En 1099, les Croisés s'emparèrent de Jérusalem dans un bain de sang, massacrant toute la population musulmane et juive. En 1187, un homme reprit la Ville Sainte sans verser une goutte de sang civil. Cet homme était Salah al-Din Yusuf ibn Ayyub — Saladin — le sultan kurde qui unifia le monde musulman, vainquit les Croisés à la bataille de Hattin, et entra dans la légende comme l'incarnation de la chevalerie orientale. Sa clémence envers les vaincus stupéfia l'Occident médiéval. Dante le plaça au Paradis. Les troubadours chantèrent ses vertus. Aujourd'hui encore, son nom résonne comme le symbole d'un Islam de justice et de tolérance.
Résumé : Saladin (1137-1193), fondateur de la dynastie ayyoubide, unifia l'Égypte et la Syrie. Il détruisit l'armée croisée à Hattin (4 juillet 1187) et reprit Jérusalem le 2 octobre 1187. Il affronta Richard Cœur de Lion durant la Troisième Croisade. Sa magnanimité envers les chrétiens vaincus fit de lui une figure admirée même en Europe.
🏔️ L'Ascension du Sultan Kurde
Saladin n'était pas arabe, mais kurde. Né à Tikrit (Irak), il fut envoyé en Égypte en 1164 avec son oncle Shirkuh pour aider le calife fatimide menacé par les Croisés. En 1169, il devint vizir d'Égypte, puis, en 1171, il abolit le califat fatimide chiite et réunifia l'Égypte au califat abbasside sunnite de Bagdad. À la mort de Nur al-Din (1174), il prit Damas et entama l'unification de la Syrie, de la Mésopotamie et de l'Égypte sous une seule bannière : le jihad contre les États latins d'Orient.
« Jérusalem est pour nous ce qu'elle est pour vous — et plus encore. C'est là que notre Prophète fit son Voyage Nocturne. Nous ne renoncerons jamais. »
🔥 La Bataille de Hattin (4 Juillet 1187)
L'armée croisée du royaume de Jérusalem commit une erreur fatale : en pleine canicule, elle quitta les sources de Sepphoris pour marcher vers Tibériade, que Saladin assiégeait. Le sultan kurde referma le piège. Il fit incendier les broussailles autour des positions croisées, asphyxiant les chevaliers. Privés d'eau, épuisés, les 20 000 Croisés furent anéantis. Le roi Guy de Lusignan fut capturé, le morceau de la Vraie Croix (relique suprême des chrétiens) fut pris. Saladin, magnanime, offrit de l'eau glacée au roi prisonnier, un geste qui stupéfia les chroniqueurs. Il fit exécuter Renaud de Châtillon, le seigneur brigand qui avait attaqué des caravanes de pèlerins musulmans, mais épargna le roi et les chevaliers.
La Prise de Jérusalem (2 octobre 1187) : Contrairement aux Croisés de 1099, Saladin permit aux habitants chrétiens de quitter la ville contre une rançon modique.
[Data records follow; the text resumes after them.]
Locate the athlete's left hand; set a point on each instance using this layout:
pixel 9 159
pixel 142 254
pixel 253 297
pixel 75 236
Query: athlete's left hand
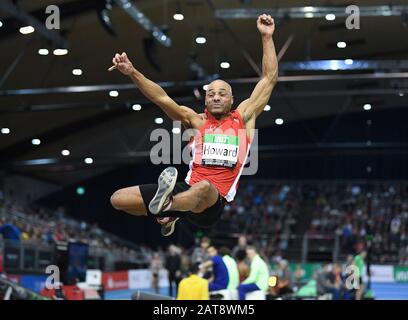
pixel 265 25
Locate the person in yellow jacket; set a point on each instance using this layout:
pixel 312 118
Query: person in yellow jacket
pixel 193 287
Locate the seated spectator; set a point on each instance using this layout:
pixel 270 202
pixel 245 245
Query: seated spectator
pixel 284 285
pixel 258 276
pixel 232 268
pixel 220 272
pixel 243 268
pixel 193 287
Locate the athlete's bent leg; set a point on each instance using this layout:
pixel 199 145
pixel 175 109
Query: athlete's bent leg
pixel 129 200
pixel 199 197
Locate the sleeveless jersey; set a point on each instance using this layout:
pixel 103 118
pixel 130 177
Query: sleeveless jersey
pixel 220 150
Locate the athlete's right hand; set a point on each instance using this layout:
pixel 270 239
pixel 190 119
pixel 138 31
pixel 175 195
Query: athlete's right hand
pixel 122 63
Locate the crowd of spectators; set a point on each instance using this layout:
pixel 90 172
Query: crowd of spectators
pixel 359 213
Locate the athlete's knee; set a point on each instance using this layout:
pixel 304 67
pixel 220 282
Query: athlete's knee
pixel 204 186
pixel 117 200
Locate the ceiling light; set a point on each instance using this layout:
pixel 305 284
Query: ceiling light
pixel 77 72
pixel 60 52
pixel 279 121
pixel 225 65
pixel 114 93
pixel 201 40
pixel 341 44
pixel 36 142
pixel 178 16
pixel 27 30
pixel 43 52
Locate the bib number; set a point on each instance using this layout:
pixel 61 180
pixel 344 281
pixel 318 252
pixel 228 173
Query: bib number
pixel 220 150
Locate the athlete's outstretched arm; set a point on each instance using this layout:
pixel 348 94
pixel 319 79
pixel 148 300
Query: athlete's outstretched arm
pixel 153 91
pixel 254 105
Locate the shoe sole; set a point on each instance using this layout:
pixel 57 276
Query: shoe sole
pixel 172 227
pixel 164 189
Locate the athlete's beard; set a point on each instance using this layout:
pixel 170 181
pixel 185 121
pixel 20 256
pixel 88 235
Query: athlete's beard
pixel 219 114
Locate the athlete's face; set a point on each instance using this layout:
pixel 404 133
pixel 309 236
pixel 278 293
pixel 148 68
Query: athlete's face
pixel 212 252
pixel 218 98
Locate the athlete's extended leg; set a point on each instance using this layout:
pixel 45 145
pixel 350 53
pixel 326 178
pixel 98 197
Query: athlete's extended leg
pixel 129 200
pixel 199 197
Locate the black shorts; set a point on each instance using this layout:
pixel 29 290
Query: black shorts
pixel 204 219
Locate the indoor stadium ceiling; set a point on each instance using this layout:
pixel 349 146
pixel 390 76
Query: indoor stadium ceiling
pixel 41 98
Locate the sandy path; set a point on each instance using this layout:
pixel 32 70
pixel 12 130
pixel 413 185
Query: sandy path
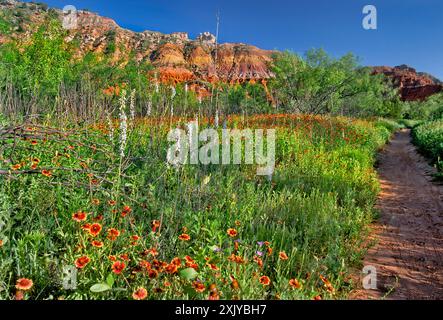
pixel 408 255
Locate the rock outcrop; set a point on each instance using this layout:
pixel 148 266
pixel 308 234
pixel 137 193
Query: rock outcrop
pixel 412 85
pixel 176 57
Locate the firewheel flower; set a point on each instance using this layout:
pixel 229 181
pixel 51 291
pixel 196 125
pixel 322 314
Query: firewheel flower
pixel 140 294
pixel 24 284
pixel 118 267
pixel 82 262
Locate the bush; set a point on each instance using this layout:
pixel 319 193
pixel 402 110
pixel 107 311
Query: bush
pixel 429 139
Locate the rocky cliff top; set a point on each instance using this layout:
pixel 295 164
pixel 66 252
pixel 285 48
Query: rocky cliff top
pixel 413 85
pixel 177 57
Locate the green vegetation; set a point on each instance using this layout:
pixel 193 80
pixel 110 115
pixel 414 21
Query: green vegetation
pixel 68 197
pixel 429 139
pixel 320 84
pixel 234 229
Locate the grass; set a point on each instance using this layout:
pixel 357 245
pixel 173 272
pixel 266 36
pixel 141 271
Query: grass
pixel 197 232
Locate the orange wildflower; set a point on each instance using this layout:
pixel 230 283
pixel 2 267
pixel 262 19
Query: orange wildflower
pixel 198 286
pixel 171 268
pixel 155 224
pixel 283 256
pixel 79 216
pixel 294 283
pixel 95 229
pixel 184 237
pixel 16 167
pixel 259 261
pixel 234 284
pixel 152 273
pixel 153 252
pixel 176 261
pixel 140 294
pixel 24 284
pixel 97 244
pixel 47 173
pixel 19 295
pixel 232 232
pixel 113 234
pixel 118 267
pixel 213 292
pixel 264 280
pixel 126 211
pixel 124 256
pixel 212 266
pixel 82 262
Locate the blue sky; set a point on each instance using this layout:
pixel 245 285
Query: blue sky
pixel 409 31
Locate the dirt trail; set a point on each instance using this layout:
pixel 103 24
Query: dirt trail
pixel 408 255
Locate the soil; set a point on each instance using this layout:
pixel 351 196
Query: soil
pixel 408 254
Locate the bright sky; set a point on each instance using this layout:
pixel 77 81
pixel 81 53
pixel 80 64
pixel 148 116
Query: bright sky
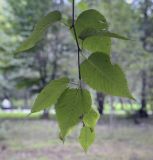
pixel 129 1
Des milliers de pauvres furent libérés gratuitement. Son frère al-Adil paya la rançon de centaines de prisonniers. Aucun massacre ne fut commis. Les églises furent respectées.
🦁 Le Duel avec Richard Cœur de Lion
La chute de Jérusalem provoqua la Troisième Croisade (1189-1192), menée par Richard Cœur de Lion. Les deux hommes ne se rencontrèrent jamais en face à face, mais leur duel militaire et diplomatique fut épique. Ils s'envoyaient des présents, se défiaient, se respectaient. Quand Richard tomba malade à Saint-Jean-d'Acre, Saladin lui envoya son médecin personnel et des fruits frais. Quand le cheval de Richard fut tué à la bataille de Jaffa, Saladin lui fit envoyer deux destriers. Finalement, le traité de Ramla (1192) laissa Jérusalem aux musulmans, mais autorisa le pèlerinage chrétien. Saladin avait gagné.
📝 Conclusion : L'Héritage de Saladin
Saladin mourut l'année suivante, en 1193, à Damas. On dit qu'il ne possédait même pas l'argent pour ses funérailles — il avait tout donné aux pauvres. Son empire se fragmenta après sa mort, mais son exemple survécut. L'Occident médiéval vit en lui le « chevalier païen » modèle, l'Europe des Lumières un despote éclairé, le monde arabe moderne un héros de la résistance anti-coloniale. Sa clémence à Jérusalem reste un cas unique dans l'histoire des guerres saintes — une preuve que même au cœur du fanatisme, l'humanité peut triompher.